Sightsong

自縄自縛日記

クリスチャン・コビ+池田若菜+杉本拓+池田陽子『ATTA!』

2018-01-11 08:15:16 | アヴァンギャルド・ジャズ

クリスチャン・コビ+池田若菜+杉本拓+池田陽子『ATTA!』(Monotype Rec.、2017年)を聴く。

Christian Kobi (ts, ss)
Wakana Ikeda 池田若菜 (fl) (3)
Taku Sugimoto 杉本拓 (g) (3)
Yoko Ikeda 池田陽子 (vln) (3)

インプロを音響でのみ語るのは馬鹿げたことだと思うが、それは置いておいても、クリスチャン・コビのサックスによる響きはとても多様であり、これらの音をどうやって出しているのか観察するだけでも大した仕事に違いない。バルブのような音や、普通でない音域を使った倍音、管全体の過剰な共鳴と共振は、いちど鳴らし始めたら慣性のように楽器が鳴り続けるものかもしれない。そのコントロール、偶発性、自律性のバランスと共存がとても面白い。ソプラノを使った4曲目では、唇の先で発する音をのみ増幅させたりもする。

3曲目ではフルート、ギター、ヴァイオリンの3人が入る。しかしそれは別々の楽器の世界をぶつけていくようなものではない。むしろコビの作り出すサウンド領域に、各々が音を鋭敏に選んで、腫れ物に触るようにか大胆にか重ね合わせてゆく。その結果、どれがどの楽器か判別しにくいほどになっており、おそらくライヴの観客は息を呑んで見守ったのだろう。

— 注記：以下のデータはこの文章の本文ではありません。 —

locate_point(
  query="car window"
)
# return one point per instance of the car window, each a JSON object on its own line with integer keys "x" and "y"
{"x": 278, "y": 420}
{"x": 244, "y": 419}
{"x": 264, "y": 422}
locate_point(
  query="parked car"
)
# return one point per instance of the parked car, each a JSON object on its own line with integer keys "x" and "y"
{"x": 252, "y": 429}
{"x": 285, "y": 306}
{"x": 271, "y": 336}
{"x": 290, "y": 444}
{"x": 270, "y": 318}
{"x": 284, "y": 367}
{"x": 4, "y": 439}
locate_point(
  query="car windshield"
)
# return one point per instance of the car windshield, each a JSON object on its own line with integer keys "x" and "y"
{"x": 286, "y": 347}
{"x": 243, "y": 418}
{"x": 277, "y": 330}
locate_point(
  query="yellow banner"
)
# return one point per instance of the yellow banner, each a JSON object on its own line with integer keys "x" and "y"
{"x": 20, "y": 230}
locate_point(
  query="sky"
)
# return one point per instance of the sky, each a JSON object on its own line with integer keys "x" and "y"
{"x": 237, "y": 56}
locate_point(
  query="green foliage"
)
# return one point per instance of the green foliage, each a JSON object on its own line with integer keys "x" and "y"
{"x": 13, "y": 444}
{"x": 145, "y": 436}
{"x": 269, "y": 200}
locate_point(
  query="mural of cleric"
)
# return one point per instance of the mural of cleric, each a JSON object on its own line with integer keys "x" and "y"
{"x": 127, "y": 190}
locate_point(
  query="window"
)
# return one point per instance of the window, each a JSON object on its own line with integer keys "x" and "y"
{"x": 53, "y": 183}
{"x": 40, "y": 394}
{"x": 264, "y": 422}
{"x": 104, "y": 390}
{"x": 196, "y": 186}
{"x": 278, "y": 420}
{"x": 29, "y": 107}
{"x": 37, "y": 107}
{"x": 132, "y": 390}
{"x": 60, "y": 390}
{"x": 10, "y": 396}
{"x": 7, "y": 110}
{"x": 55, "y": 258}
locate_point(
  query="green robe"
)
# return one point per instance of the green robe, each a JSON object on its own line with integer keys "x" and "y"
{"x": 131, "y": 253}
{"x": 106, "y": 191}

水道橋のFtarri、鹿沼の興文堂、大阪のNooo Kittyにおける演奏。観に行けばよかったな。

●池田若菜
Sloth、ju sei+mmm@Ftarri(2017年)

●杉本拓
杉本拓+増渕顕史@東北沢OTOOTO(2017年)

●池田陽子
池田陽子+山㟁直人+ダレン・ムーア、安藤暁彦@Ftarri(2018年)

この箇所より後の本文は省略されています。